Immunoadsorption (IA) is an extracorporeal procedure clearing plasma from immunoglobulins and circulating immunocomplexes approved in many immune-mediated diseases. Based on the hypothesis that Buerger’s disease is immune-mediated with humoral factors playing a major role, IA was successfully introduced in a pilot study conducted by Baumann et al100 and later introduced in clinical routine care.101 More recently, a possible effective mechanism of IA was elucidated as IA eliminates vasoconstrictive α- and endothelin receptor agonistic autoantibodies that seem to cluster in patients with Buerger’s disease.102 The pilot study revealed a fast improvement of pain, a steep increase in tcpO2-levels and decrease in tcCO2-levels, an improvement in ulcer healing, and a high return-to-work rate of the patients.100 Overall, these positive results were reproduced in a clinical routine setting.101 IA is being performed on five consecutive days for 5–6 hours per session aiming for a clearance of ~2.5-fold of patient’s plasma volume.100–102 It might be followed by the substitution of polyvalent immunoglobulin to ameliorate infectious risks in patients with active gangrene or ulcers.100
Referring to a first positive case report, another Spanish group published their results of a pilot study introducing the endothelin-receptor-blocking agent, bosentan, in the treatment of digital ulcers in patients with Buerger’s disease.103,104 Dosing was derived from the approved application for prophylaxis of digital ulcers in patients with scleroderma. Despite the promising results, ~1/6 of the patients had to undergo minor digital amputations: a finding, not necessarily arguing against the effectiveness of bosentan as minor amputations might have already been inevitable at presentation or might even have been made successfully possible by the treatment, and a finding that was also observed in our IA patients.101
Wound management and infection
Local wound management in ischemic lesions in Buerger’s disease is based on modern wound care standards with surgical debridement and selected wound dressings according to the wound’s stage and condition. As ischemic wounds – if at all – tend to heal very slowly, a cross-sectional and multidisciplinary concept is crucial. Wound, soft tissue, and bone infections might cause serious clinical problems and relapses as they occur in often highly ischemic states. Bacterial species and resistance spectra vary widely with gram-positive species dominating our own series (unpublished data). Starting calculated antibiotic therapy, one has to take anaerobic species and multiple resistances into account.

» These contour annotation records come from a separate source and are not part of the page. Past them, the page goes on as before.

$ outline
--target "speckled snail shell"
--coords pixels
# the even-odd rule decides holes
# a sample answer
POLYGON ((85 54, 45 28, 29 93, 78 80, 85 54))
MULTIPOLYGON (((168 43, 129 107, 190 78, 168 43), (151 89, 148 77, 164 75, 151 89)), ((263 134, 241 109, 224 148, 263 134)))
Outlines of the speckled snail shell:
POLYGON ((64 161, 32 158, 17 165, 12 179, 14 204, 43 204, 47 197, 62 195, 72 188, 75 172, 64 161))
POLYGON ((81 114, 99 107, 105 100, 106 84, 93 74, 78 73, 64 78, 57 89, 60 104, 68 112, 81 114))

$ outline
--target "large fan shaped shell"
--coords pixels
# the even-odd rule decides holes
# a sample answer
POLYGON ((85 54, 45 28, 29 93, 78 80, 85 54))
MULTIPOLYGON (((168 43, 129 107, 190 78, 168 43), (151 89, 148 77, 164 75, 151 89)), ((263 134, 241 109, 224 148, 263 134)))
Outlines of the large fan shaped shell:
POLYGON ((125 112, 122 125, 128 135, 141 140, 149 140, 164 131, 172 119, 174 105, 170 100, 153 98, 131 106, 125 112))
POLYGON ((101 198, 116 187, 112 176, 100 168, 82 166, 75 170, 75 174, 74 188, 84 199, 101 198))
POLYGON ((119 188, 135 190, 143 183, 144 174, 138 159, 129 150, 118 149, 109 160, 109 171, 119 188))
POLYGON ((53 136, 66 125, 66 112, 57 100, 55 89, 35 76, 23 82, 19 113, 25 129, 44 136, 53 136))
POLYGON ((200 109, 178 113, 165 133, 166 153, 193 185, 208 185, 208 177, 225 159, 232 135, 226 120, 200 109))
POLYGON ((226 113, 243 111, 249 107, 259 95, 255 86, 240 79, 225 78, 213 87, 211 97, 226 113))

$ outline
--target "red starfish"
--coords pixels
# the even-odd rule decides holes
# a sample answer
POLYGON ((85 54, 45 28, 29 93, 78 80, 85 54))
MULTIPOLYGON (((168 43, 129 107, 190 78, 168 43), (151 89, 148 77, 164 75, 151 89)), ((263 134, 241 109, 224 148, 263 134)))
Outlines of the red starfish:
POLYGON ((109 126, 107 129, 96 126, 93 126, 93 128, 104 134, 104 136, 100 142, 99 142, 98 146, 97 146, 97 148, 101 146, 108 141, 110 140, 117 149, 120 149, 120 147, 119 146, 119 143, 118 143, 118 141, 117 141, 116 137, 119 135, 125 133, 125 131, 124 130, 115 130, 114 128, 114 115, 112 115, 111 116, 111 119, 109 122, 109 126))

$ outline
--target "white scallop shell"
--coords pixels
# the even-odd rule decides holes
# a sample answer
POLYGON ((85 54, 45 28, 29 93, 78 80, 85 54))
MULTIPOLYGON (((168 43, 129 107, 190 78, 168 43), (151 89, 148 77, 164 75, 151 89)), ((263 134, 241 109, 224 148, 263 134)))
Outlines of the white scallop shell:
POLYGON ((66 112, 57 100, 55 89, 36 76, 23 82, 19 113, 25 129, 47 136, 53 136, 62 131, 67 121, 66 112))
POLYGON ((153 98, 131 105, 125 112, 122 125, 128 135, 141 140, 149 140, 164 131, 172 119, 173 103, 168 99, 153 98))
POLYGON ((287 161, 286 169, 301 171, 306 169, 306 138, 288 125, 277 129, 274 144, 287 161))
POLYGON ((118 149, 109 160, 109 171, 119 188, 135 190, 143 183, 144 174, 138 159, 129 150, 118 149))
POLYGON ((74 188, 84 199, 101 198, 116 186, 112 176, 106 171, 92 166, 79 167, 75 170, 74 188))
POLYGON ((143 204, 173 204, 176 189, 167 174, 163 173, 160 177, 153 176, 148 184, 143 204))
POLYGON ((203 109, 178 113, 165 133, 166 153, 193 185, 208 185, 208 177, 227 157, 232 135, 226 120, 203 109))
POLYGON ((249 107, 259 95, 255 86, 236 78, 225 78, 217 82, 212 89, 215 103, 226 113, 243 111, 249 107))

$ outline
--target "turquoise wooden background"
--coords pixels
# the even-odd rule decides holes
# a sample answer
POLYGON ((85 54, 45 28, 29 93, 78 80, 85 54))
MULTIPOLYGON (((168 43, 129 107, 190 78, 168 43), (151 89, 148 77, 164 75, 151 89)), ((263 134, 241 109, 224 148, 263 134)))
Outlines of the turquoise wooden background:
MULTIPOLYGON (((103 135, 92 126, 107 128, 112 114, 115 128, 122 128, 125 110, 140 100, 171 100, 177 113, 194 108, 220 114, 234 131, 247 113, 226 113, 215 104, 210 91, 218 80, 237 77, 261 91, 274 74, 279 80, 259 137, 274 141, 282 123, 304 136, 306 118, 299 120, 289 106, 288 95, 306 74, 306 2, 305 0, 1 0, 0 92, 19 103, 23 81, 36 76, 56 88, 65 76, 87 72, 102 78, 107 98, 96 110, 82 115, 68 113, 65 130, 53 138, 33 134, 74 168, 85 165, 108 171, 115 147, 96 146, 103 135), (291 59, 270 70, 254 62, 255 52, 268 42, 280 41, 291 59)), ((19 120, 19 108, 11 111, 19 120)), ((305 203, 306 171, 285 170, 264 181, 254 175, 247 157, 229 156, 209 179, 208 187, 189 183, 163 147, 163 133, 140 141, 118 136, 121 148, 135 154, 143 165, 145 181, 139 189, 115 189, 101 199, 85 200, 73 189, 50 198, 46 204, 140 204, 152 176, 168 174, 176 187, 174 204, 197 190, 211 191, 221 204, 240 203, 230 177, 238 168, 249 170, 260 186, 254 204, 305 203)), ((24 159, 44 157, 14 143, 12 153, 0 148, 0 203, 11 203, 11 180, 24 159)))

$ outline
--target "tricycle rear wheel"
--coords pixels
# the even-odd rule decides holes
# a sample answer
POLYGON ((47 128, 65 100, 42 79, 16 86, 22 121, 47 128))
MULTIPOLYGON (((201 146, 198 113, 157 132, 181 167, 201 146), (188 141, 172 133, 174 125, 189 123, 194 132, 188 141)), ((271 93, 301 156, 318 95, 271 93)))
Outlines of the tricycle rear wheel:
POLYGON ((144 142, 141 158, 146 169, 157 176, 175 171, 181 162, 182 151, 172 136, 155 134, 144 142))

Outcome and social consequences
According to an older literature survey conducted by Börner and Heidrich,105 amputations were performed in 6.9%–75% of patients with TAO within 3–10 years of follow-up. Minor amputations predominated; nevertheless, major amputation rate was reported as high as 31%. The high amputation rates in the relatively young patients significantly contribute to the financial and social burden of the disease, which additionally includes job loss, early retirements, divorces, and subsequent social isolation.105
Many decades from Buerger’s landmark report the disease he dedicated himself to remains an important health issue not only in high prevalence regions as it affects young people and induces a high social and financial burden. Hopefully, the new paradigm of an immunopathogenesis of Buerger’s disease might improve knowledge and prognosis in the future. To achieve better clinical results, integrated care in multidisciplinary and trans-sectoral teams with emphasis on lifestyle changes such as smoking cessation, pain control, wound management, and social care by professionals, social workers, and family members is necessary.106,107
The authors report no conflicts of interest in this work.